Implement the generalized extreme value distribution in SAS

SAS supports more than 25 common probability distributions for the PDF, CDF, QUANTILE, and RAND functions. If you need a less-common distribution, you can implement new distributions by using Base SAS (specifically, PROC FCMP) or the SAS/IML language. On the SAS Support Communities, a SAS programmer asked how to implement the generalized extreme value (GEV) distribution in SAS. This article shows how to use PROC FCMP and PROC IML to implement functions for working with the GEV distribution.

The density functions for three parameter values of the GEV distribution are shown to the right. The next section explains how the positive, negative, and zero values of the ξ parameter enable the GEV distribution to model multiple extreme-value distributions.

The generalized extreme value distribution

The Wikipedia article about the generalized extreme value distribution explains why the distribution is useful and provides all the formulas used in this article. Briefly, an "extreme value" distribution is one that describes the distribution of an extreme value such as the maximum (or minimum) of a different distribution. For example, the Gumbel distribution models the distribution of the maximum value in a sample n that is drawn from the standard normal distribution. But the Gumbel distribution is not the only way to model extreme events. The correct model depends on the heaviness or lightness of the tails of the data:

If a sample is drawn from a distribution that has light or medium tails (such as normal or lognormal), the distribution of the sample maximum can be modeled by using the Gumbel distribution.
If a sample is drawn from a distribution that has heavy tails (such as a t distribution), the distribution of the sample maximum can be modeled by using the Fréchet distribution. A heavy-tailed distribution decays according to a power law, which is slower than exponential decay.
If a sample is drawn from a distribution that has a finite upper bound (such as uniform or beta distribution), the distribution of the sample minimum can be modeled by using the Weibull distribution. Equivalently, the Weibull distribution models the maximum of -X.

These three models for extreme events can be combined into one super-duper distribution, known as the generalized extreme value distribution. The GEV(μ, σ, ξ) distribution has three parameters. The parameter μ is a location parameter; the parameter σ is a scale parameter. The parameter ξ (the Greek letter, xi) switches between the three previous distributions. For ξ < 0, the GEV corresponds to the (flipped) Weibull.
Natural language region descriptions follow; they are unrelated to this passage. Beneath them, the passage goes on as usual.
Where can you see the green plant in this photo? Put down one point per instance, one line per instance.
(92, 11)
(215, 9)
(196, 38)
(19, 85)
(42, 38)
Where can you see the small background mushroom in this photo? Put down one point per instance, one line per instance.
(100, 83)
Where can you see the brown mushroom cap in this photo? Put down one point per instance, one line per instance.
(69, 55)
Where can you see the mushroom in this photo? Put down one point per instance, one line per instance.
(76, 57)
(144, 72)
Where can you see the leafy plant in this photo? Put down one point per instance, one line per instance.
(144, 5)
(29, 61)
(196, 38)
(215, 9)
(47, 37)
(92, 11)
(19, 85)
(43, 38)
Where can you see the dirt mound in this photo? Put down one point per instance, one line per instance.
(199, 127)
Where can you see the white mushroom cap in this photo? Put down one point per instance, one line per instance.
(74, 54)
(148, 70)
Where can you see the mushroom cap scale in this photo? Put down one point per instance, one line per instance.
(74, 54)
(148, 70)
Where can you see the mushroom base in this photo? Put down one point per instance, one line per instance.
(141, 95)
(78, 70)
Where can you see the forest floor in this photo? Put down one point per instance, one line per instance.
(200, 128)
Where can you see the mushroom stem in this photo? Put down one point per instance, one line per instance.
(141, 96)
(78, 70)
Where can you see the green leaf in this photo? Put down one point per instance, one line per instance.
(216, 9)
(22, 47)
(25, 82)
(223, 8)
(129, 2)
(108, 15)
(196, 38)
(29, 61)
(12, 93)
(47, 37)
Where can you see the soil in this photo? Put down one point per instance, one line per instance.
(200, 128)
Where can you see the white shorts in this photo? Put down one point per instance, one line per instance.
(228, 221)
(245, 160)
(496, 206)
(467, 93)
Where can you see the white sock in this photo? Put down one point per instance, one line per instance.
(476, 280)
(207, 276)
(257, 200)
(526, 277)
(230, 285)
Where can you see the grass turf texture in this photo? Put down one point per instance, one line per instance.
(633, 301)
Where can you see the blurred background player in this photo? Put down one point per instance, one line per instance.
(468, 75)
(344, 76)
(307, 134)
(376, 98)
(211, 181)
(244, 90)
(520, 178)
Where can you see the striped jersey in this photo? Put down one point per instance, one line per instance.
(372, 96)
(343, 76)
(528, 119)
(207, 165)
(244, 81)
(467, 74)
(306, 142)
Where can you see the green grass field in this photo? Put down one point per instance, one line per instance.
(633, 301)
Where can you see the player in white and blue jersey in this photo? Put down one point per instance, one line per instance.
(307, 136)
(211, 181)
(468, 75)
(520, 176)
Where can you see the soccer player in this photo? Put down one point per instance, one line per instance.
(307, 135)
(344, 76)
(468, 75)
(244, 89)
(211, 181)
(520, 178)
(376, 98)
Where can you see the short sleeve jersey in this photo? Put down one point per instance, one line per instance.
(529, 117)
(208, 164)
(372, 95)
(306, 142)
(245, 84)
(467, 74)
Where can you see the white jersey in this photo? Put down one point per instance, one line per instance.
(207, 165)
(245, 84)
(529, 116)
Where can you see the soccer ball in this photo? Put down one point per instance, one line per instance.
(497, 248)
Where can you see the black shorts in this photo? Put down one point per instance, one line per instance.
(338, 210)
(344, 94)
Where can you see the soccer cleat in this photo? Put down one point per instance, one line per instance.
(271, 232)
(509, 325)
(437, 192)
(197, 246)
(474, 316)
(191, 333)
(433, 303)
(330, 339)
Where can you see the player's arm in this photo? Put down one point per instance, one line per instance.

For ξ = 0, the GEV corresponds to the Gumbel. For ξ > 0, the GEV corresponds to the Fréchet distribution.

Look back at the PDF of the GEV distribution at the top of this article. You can see that the PDF for ξ > 0 (the green curve), has a long right tail, as you would expect for a model of the maximum in heavy-tailed data.

Essential functions for the GEV Distribution

To work with a probability distribution, you need four essential functions: The CDF (cumulative distribution), the PDF (probability density), the QUANTILE function (inverse CDF), and a way to generate random values from the distribution. Each of these functions has an explicit formula for the GEV distribution, which are given in Wikipedia. However, the support of the PDF depends on the value of the shape parameter, ξ.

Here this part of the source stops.